So now they have not just a Democrat in power, but the first African-America president. Will he preside over the destruction of Social Security and Medicare for them? Not the way Romney would, of course. But...

Former NY Times executive editor Bill Keller penned an OpEd in the Times over the weekend leading a national conservative prayer for a "Grand Bargain" in which the plutocrats will pay a TINY amount of bit more in taxes for a couple of years in return for turning Social Security and Medicare over to the tender mercies and always patriotism-first approach of Wall Street banksters. What a bargain! "Talk to any credible economist,: suggests Keller, "wire any serious politician to a polygraph, and you will hear at least 80 percent agreement on what is to be done: investment to goose the lackluster recovery and rebuild our infrastructure, entitlement reforms and spending discipline to lower the debt, and a tax code that lets the government pay its way without stifling business, punishing the middle class or rewarding sleight of hand. The bipartisan Simpson-Bowles commission assembled a grand bargain that does most of this."

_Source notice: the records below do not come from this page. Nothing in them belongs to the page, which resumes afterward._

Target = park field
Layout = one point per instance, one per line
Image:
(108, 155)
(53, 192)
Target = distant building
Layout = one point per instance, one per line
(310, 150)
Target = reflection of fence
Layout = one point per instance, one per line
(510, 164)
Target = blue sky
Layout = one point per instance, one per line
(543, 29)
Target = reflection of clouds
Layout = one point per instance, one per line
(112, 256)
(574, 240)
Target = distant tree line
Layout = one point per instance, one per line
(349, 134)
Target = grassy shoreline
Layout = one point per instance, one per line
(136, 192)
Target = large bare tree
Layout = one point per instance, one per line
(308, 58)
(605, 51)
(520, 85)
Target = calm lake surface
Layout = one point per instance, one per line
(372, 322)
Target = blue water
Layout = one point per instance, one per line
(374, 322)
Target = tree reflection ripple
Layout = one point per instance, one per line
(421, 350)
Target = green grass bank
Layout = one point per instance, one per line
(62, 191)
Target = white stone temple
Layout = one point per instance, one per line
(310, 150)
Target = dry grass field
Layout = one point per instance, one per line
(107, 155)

You known what "entitlement reform" means, right? Keller isn't talking about curbing the self-entitlement of billionaires who think the rest of us are mute beasts in their otherwise beautiful world of achievement. He's talking about Social Security and Medicare. And he's whining that "in this Washington, in this election year, there is no chance of accomplishing anything constructive." Keep in mind that "constructive" to an incredibly wealthy New York Times ex-executive editor is probably totally destructive to a normal American working family. Keller, of course, has a "solution," not for us, but for people like himself.
President Obama has a bold option at hand, should he choose to use it. And some of his fellow Democrats are starting to warm to the idea. It has been called the nuclear option and likened to falling off a cliff. It is widely regarded as a possible catastrophe. In fact, it may be our best hope.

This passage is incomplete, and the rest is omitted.